Desclée suggests here a three-stage approach. Firstly, connect existing systems through standardised APIs to aggregate available data without displacing it. Following this, enrich that data with the information that only a clientadviser engagement can capture, such as goals, intentions and family structures, which no transactional system stores. On the last step, firms must structure everything around a wealth data model that serves as a shared reference for all systems, including future AI models.

“This is a logic of progressive enrichment, not brutal replacement. And it delivers tangible results within the first few months, which is essential for maintaining team buy-in and board confidence,” said Desclée.

The human-AI boundary

The rise of agentic AI in wealth management raises a fundamental question: where should autonomy end and human judgement begin? In a profession built on trust and fiduciary duty, that boundary cannot be purely technical – it must sit where context and responsibility are most acute.

For Guillaume Desclée, the principle is clear. “The boundary must be drawn where judgement is required,” he says – particularly where outcomes depend on context that cannot be fully encoded, or where the consequences of error are irreversible. Succession planning, tax structuring and suitability assessments all fall into this category.

But Desclée cautions against a simple automation divide. “A sound wealth planning decision is not always the fiscally optimal one,” he explains. “It is the one that combines tax optimisation with family optimisation — and the latter is deeply subjective.” A technically perfect solution can still prove humanly damaging — an asset split that reignites conflict, or an ownership structure perceived as unjust.

As he puts it, “What AI cannot encode is a human reading of a family situation — the adviser’s sense of what is left unsaid, their understanding of what a family can genuinely live with together.” It is precisely here that human judgement must prevail and AI must step back.

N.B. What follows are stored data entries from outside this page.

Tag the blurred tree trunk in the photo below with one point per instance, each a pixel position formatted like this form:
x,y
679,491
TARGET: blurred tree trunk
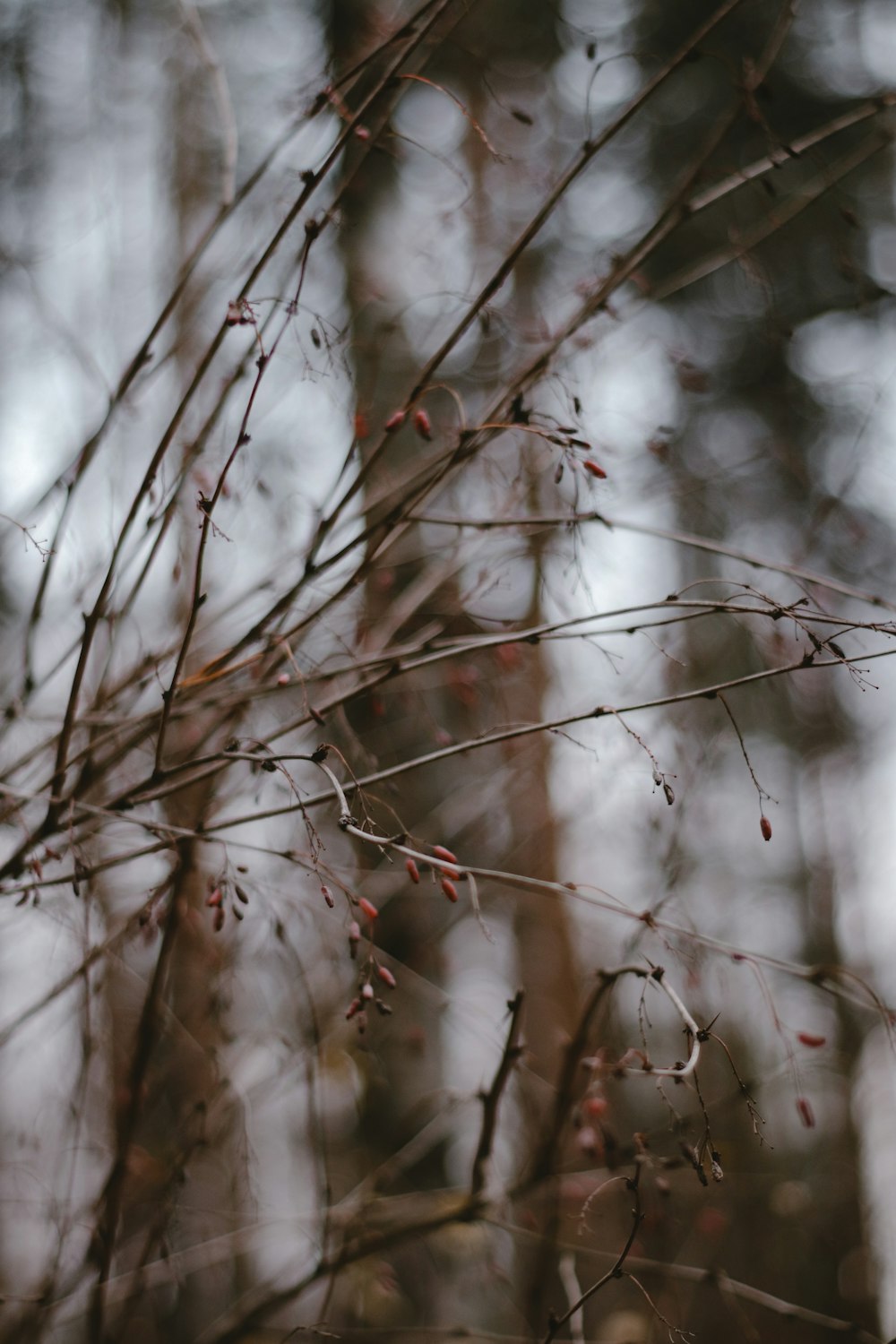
x,y
771,480
520,833
182,1139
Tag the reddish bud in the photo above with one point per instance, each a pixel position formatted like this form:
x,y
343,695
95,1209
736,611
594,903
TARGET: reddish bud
x,y
449,889
805,1112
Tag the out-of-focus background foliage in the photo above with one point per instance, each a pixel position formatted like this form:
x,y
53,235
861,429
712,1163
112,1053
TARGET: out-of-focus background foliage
x,y
188,1120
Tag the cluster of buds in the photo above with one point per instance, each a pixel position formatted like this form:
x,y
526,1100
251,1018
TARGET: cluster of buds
x,y
367,996
446,875
239,314
225,895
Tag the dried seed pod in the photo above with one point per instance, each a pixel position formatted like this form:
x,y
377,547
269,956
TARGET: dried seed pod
x,y
449,889
354,937
805,1112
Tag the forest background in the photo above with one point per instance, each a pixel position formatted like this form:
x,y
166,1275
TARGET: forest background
x,y
446,771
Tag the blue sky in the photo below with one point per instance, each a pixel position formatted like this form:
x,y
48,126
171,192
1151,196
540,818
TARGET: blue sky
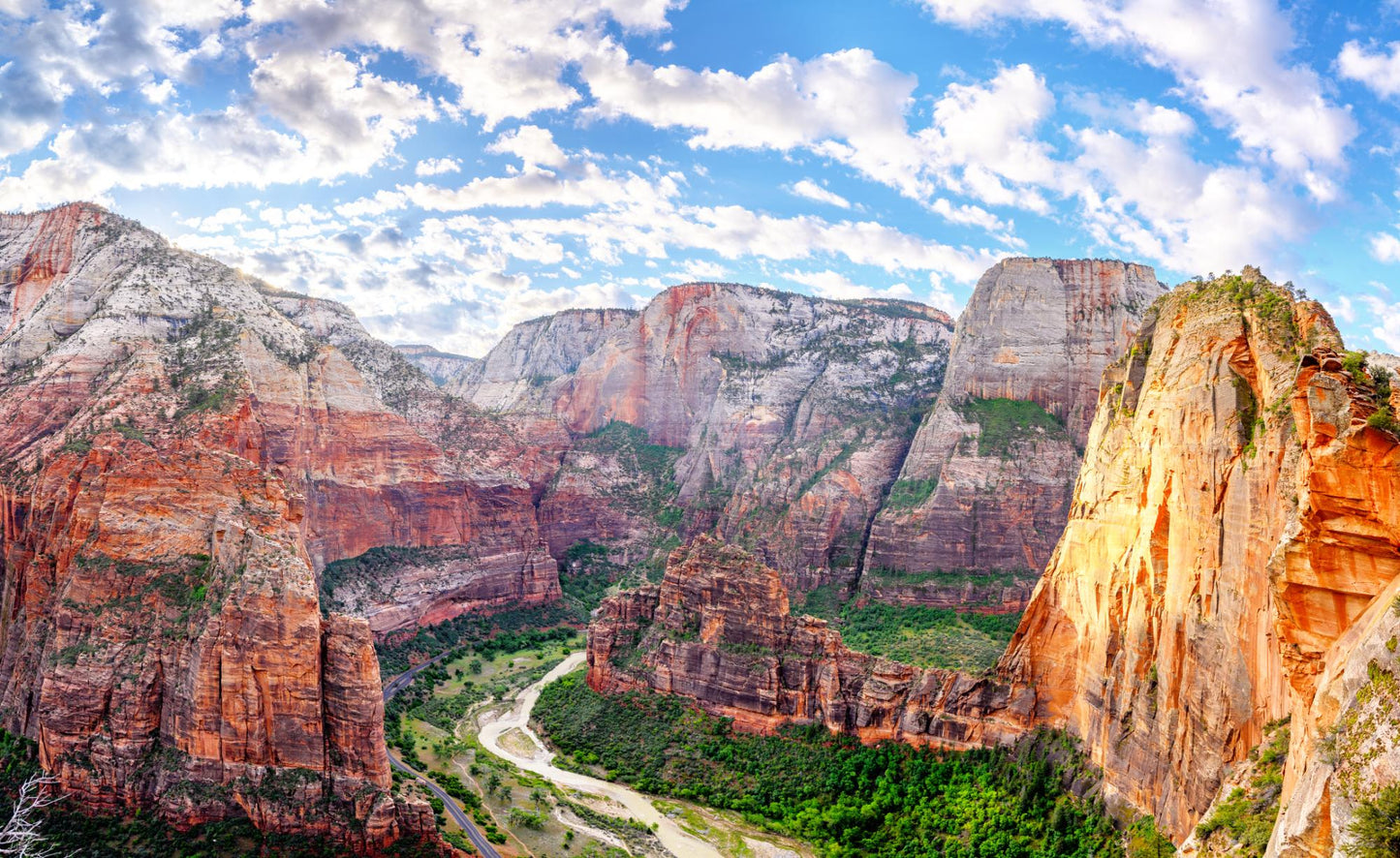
x,y
452,169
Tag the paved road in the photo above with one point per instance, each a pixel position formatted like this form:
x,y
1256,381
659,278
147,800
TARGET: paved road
x,y
479,840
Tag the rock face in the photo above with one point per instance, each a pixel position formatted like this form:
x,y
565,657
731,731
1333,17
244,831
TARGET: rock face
x,y
1154,631
719,630
984,490
1230,559
443,367
793,414
181,448
518,371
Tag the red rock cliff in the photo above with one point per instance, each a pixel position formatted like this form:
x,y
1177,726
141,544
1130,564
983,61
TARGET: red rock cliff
x,y
719,630
161,637
1230,557
994,502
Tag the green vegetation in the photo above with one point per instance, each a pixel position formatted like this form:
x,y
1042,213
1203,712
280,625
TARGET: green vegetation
x,y
1248,814
204,368
1384,420
918,634
486,634
1271,304
906,494
585,575
1375,826
1355,364
654,465
78,445
1004,421
852,800
132,433
1144,840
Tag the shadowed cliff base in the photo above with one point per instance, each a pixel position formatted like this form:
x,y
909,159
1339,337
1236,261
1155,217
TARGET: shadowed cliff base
x,y
1229,560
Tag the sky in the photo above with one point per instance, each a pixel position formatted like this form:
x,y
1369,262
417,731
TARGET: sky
x,y
450,169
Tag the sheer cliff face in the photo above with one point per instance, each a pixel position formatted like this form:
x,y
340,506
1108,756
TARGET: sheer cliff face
x,y
170,437
1157,633
793,414
1337,578
719,630
1232,557
1037,330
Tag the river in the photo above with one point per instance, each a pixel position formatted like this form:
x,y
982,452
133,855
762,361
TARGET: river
x,y
496,725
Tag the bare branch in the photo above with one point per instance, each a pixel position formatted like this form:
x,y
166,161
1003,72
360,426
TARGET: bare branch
x,y
19,838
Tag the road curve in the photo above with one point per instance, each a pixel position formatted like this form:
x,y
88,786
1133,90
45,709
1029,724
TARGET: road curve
x,y
638,805
479,840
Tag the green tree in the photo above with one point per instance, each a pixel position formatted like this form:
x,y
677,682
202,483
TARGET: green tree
x,y
1375,827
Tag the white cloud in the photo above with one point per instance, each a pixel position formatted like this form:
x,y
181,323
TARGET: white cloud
x,y
1342,308
1384,247
1229,57
437,167
532,144
349,118
1154,200
216,223
811,191
1377,69
159,93
783,106
836,286
1386,318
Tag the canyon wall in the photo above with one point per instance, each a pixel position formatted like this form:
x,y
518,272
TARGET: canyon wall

The same logic applies to accountability. “The framework must evolve towards a logic of auditability rather than mere imputability,” Desclée argues. The real test is not simply who is responsible if AI is wrong, but whether every recommendation can be traced, explained and challenged. “Without full traceability of AI reasoning,” he concludes, “no accountability framework will be credible to regulators or to clients.”

How firms gain competitive advantage

Looking ahead to the near future, will competitive advantage come from better AI models or will it be achieved from the institutions that build the data architectures capable of deploying them safely?

For Desclée, the question is already settled, even if, in his words, many institutions have yet to internalise what it means for their strategy.

He said, “Foundation models are converging rapidly: GPT, Gemini, Claude are reaching comparable levels of performance across most generic tasks. Within two to three years, accessing a powerful model will be as simple and as undifferentiating as accessing an internet connection.”

What will remain scarce and difficult in the opinion of Desclée is the context upon which those models will operate.

He concluded, “Competitive advantage will not come from the model. It will come from the depth and reliability of the context upon which the model operates. The institutions that have understood this are investing today in their wealth data architectures. The others will catch up – but at a considerably higher cost.”